Caminan por un suelo extrañamente pulido hacia una imprecisa frialdad, y hay una multitud de personas mayores a su alrededor, hablando mentalmente de cosas incomprensibles:
¿Búsqueda estelar… Lylmik?… ¡UNA LOCURA!… ¡Maldita sea lo hizo!
¡Primer intento de sondeo a 1.700 años luz!
Y volver sin quemarse el cerebro…
No puedo creer que consiguiera hacerlo funcionar.
SiempredijequeestoerainútilMarcLoco2añosrecuperaciónahorahabráqueempezartododenuevo…
Sacad a ese imbécil fuera de ahí.
¿Pero cuánto ha durado la búsqueda estelar?
¡UNA LOCURA! ¡UNA LOCURA!
No hemos conseguido nada excepto perder el tiempo, muchacha.
6.000.000 de malditos años.
Funcionará… la búsqueda estelar… ¡el rescate!… un nuevo principio… la unión… coercionarlos o apelar a su altruismo…
¡LOCURAS!
El Hombre Mental… ¡tendríamos que conocerle ya!
El chico esta aquí.
Oh…
Trae a Hagen aquí para que vea.
Traélo para que vea.
Traélo para que vea.
¡UNA LOCURA! ¡DEJAD QUE EL CHICO VEA LA LOCURA QUE NOS TRAJO AL EXILIO! DEJADLE VER SU PROPIO FUTURO…

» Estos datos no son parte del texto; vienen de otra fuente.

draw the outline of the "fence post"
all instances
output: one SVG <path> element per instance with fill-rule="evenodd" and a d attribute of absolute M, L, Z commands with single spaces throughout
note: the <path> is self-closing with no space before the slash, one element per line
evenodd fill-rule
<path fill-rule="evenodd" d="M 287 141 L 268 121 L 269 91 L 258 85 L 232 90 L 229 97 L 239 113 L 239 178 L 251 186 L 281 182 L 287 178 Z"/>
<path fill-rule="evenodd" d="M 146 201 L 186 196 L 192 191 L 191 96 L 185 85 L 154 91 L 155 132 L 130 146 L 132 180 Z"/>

Era solamente un sueño. Un sueño de una enorme cosa cautiva, un cerebro desprovisto de su cuerpo. ¡Y feliz por ello! Energizado artificialmente, desdeñando la auténtica Unidad, glorificando su soledad.
En el sueño, Trudi lo alzaba en sus brazos para ver la cosa y le decía:
—Es tu papá.
El niño de tres años chillaba e intentaba echar a correr.
Solamente un sueño. Por eso no intentaba echar a correr ahora mientras veía de nuevo la cosa, fuera de la protección transparente de la cabina del combinado modular. Parecía estar descansando en la escotilla de acceso, entre los dos alojamientos gemelos de los disruptores sónicos. Una forma enorme, resplandeciendo débilmente, con la burda forma de un hombre. Cables de energía y tubos blindados brotaban de su ciega cabeza y se fundían en el cielo gris.
En su sueño, Hagen se alzó de su asiento en la consola de navegación, abrió la puerta de la cabina y salió al exterior. Pareció flotar hacia el fantasma del aparato CE en la proa, y mientras se acercaba se volvió transparente, y el operador en su envoltura a presión tendió sus brazos, inclinándose, y sonrió al asustado niño de tres años.
—Sólo soy yo. Papá.
Pero él retrocedió, sabiendo que no podía arriesgarse al abrazo, consciente incluso en el sueño de que el auténtico cuerpo de un hombre llevando aquella armadura tenía que estar refrigerado a una temperatura cercana al cero absoluto, casi completamente divorciado del cerebro trascendente.
—Creo que al fin comprendo —dijo Hagen—. Jack fue tu modelo. No te era posible a ti modificarte permanentemente. Eras demasiado viejo para una adaptación que tuviera éxito. Pero estabas decidido a ser algo más que el hermano del Hombre Mental.
—Yo hubiera sido su padre —dijo Marc—. Y hubiera vivido satisfecho, viéndoos a ti y a los otros gobernar las estrellas que yo os habría dado.
—Ya no humanos.
—Nunca lo hubierais recordado.
—¡Vete! —chilló el niño de tres años—. No me toques. ¡No me mires! —La nurse lo sujetó y le impidió echar a correr, pero él hundió el rostro en su larga falda y lloró, negándose a mirar de nuevo a su padre. Las otras mentes murmuraban, y luego las paredes se cerraron suavemente tras él, y fue alzado y sacado de allí…
Despertó de pie en la vacía cubierta de proa a la brisa del amanecer, y fue a mirar hacia la escotilla donde se había alzado la ilusión. Había dos grandes indentaciones circulares en el plast, como si hubiera soportado un tremendo peso.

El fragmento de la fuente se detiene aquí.